A popular destination for photographers, you may have seen the images of the abandoned former mining town, once home to 1,300 people producing roughly 12% of the world’s diamonds and, curiously enough, to the first X-ray machine in Africa. Walking through the town’s buildings swallowed by sand was yet another other-worldly experience. The faded paint and corroded wallpapers were haunting and beautiful in equal measure, as every corner, every shadow created another indelible image.

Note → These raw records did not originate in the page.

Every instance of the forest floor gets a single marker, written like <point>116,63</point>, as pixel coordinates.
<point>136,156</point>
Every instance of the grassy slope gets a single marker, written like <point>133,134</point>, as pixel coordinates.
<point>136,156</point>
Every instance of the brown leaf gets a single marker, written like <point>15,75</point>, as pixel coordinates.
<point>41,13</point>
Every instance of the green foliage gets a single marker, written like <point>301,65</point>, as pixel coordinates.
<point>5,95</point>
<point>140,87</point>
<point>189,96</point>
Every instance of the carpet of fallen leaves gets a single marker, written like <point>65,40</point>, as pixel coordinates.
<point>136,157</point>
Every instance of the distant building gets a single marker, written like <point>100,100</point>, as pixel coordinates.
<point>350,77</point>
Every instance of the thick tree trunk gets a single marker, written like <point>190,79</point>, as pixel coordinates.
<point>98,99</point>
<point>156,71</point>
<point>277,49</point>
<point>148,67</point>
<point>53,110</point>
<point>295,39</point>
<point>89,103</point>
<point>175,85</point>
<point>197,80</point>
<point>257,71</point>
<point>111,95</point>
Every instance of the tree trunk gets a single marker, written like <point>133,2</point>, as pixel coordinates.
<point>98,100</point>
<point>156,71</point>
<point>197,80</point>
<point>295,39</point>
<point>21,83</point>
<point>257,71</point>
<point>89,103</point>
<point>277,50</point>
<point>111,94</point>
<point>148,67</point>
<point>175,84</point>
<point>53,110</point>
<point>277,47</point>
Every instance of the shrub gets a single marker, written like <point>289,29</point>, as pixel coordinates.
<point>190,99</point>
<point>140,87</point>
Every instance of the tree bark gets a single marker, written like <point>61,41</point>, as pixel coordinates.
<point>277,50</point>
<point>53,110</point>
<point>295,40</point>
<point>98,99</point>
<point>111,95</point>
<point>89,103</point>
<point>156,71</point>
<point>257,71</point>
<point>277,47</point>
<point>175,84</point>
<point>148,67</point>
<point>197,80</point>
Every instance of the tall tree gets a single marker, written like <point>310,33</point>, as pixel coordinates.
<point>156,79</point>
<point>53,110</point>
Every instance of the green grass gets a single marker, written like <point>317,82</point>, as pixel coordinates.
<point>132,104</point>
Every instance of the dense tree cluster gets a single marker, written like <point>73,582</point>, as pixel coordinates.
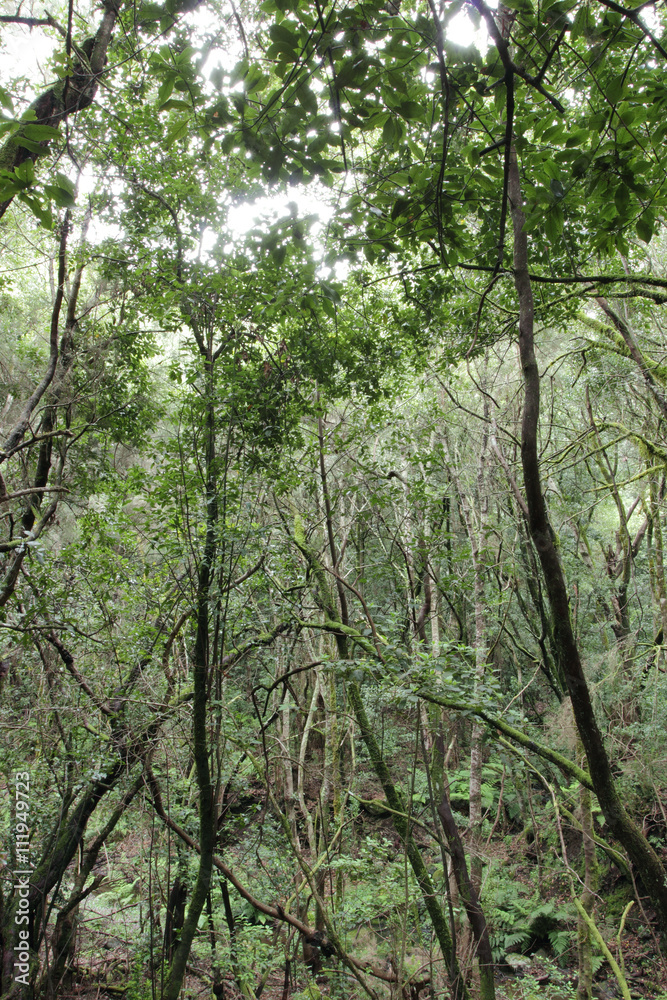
<point>333,591</point>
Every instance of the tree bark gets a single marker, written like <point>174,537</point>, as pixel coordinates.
<point>644,858</point>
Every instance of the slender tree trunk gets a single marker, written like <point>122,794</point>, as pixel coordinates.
<point>645,859</point>
<point>207,812</point>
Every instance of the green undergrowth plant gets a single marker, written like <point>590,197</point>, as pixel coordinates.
<point>558,987</point>
<point>521,920</point>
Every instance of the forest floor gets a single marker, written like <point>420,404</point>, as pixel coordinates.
<point>527,903</point>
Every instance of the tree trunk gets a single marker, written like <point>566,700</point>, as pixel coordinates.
<point>645,859</point>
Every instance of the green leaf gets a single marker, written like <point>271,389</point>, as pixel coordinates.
<point>645,225</point>
<point>32,147</point>
<point>553,223</point>
<point>39,132</point>
<point>391,131</point>
<point>26,171</point>
<point>622,198</point>
<point>614,90</point>
<point>307,99</point>
<point>164,93</point>
<point>177,131</point>
<point>411,110</point>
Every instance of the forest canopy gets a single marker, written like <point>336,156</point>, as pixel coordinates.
<point>333,594</point>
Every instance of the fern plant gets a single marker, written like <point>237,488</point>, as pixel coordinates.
<point>519,923</point>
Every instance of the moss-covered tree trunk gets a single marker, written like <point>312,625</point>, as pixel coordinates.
<point>207,813</point>
<point>644,858</point>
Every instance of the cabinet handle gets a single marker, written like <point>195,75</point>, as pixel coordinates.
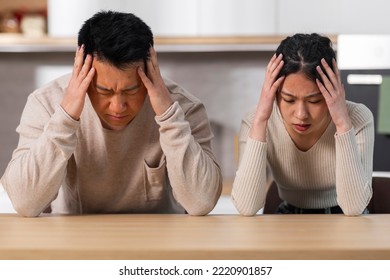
<point>364,79</point>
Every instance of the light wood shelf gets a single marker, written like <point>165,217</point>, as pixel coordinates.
<point>20,43</point>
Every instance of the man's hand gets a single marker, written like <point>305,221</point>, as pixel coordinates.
<point>82,75</point>
<point>154,83</point>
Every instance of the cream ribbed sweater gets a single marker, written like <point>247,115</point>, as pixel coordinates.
<point>155,165</point>
<point>337,170</point>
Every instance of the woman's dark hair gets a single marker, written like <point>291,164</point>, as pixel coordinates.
<point>303,53</point>
<point>120,39</point>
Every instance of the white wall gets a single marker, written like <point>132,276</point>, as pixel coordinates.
<point>231,17</point>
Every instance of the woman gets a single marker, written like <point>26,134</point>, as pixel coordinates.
<point>305,136</point>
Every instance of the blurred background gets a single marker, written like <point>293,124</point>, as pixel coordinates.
<point>217,49</point>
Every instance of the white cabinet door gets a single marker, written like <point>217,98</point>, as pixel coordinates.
<point>166,17</point>
<point>66,17</point>
<point>237,17</point>
<point>334,16</point>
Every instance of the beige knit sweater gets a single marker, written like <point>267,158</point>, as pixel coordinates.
<point>337,170</point>
<point>155,165</point>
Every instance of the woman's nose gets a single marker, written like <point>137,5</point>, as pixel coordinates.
<point>301,111</point>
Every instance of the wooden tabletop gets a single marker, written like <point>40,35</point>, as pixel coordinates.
<point>210,237</point>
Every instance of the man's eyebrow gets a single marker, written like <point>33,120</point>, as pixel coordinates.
<point>315,94</point>
<point>131,87</point>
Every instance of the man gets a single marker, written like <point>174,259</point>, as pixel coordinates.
<point>114,136</point>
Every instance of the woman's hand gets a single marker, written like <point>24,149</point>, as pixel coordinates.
<point>267,97</point>
<point>82,75</point>
<point>334,93</point>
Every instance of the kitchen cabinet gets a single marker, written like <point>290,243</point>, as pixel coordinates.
<point>173,17</point>
<point>333,16</point>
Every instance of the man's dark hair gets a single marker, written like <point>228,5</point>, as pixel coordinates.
<point>120,39</point>
<point>303,53</point>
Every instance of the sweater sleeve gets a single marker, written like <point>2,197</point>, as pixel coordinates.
<point>354,161</point>
<point>250,183</point>
<point>38,165</point>
<point>194,174</point>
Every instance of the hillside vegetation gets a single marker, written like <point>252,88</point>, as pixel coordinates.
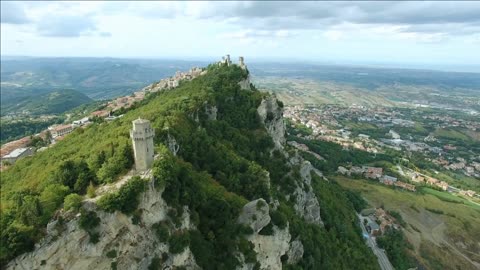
<point>55,102</point>
<point>221,164</point>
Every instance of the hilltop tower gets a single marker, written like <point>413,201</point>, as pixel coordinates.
<point>241,62</point>
<point>142,139</point>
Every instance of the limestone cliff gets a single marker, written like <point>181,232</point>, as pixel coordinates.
<point>271,114</point>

Back in Windhoek, we camped out waiting for our PCR test results at Omaanda, another Zannier property but on the other side of the dial aesthetically. In a Belgian-meets-African style, round thatched-roof huts are filled with earthy linens and traditional carved wooden tables. Set just outside the city, the 9,000-hectare Zannier Reserve focuses on the relocation and reintroduction of endemic species. Their relationship with neighbouring N/a'an ku sê, a wildlife rehabilitation centre, gives guests the opportunity to view animals in a different way while contributing to their care. Rescued as a cub and raised by humans, Kobu, a cheetah, allowed us to accompany him on his morning walk. We trailed him through the tall grass, stopping to let him lie. As we grew more comfortable with each other’s company he allowed me to walk beside him. I felt truly connected to him for a few moments; Kobu let me into his world, and I am grateful to have visited it, whichever planet I happened to be on.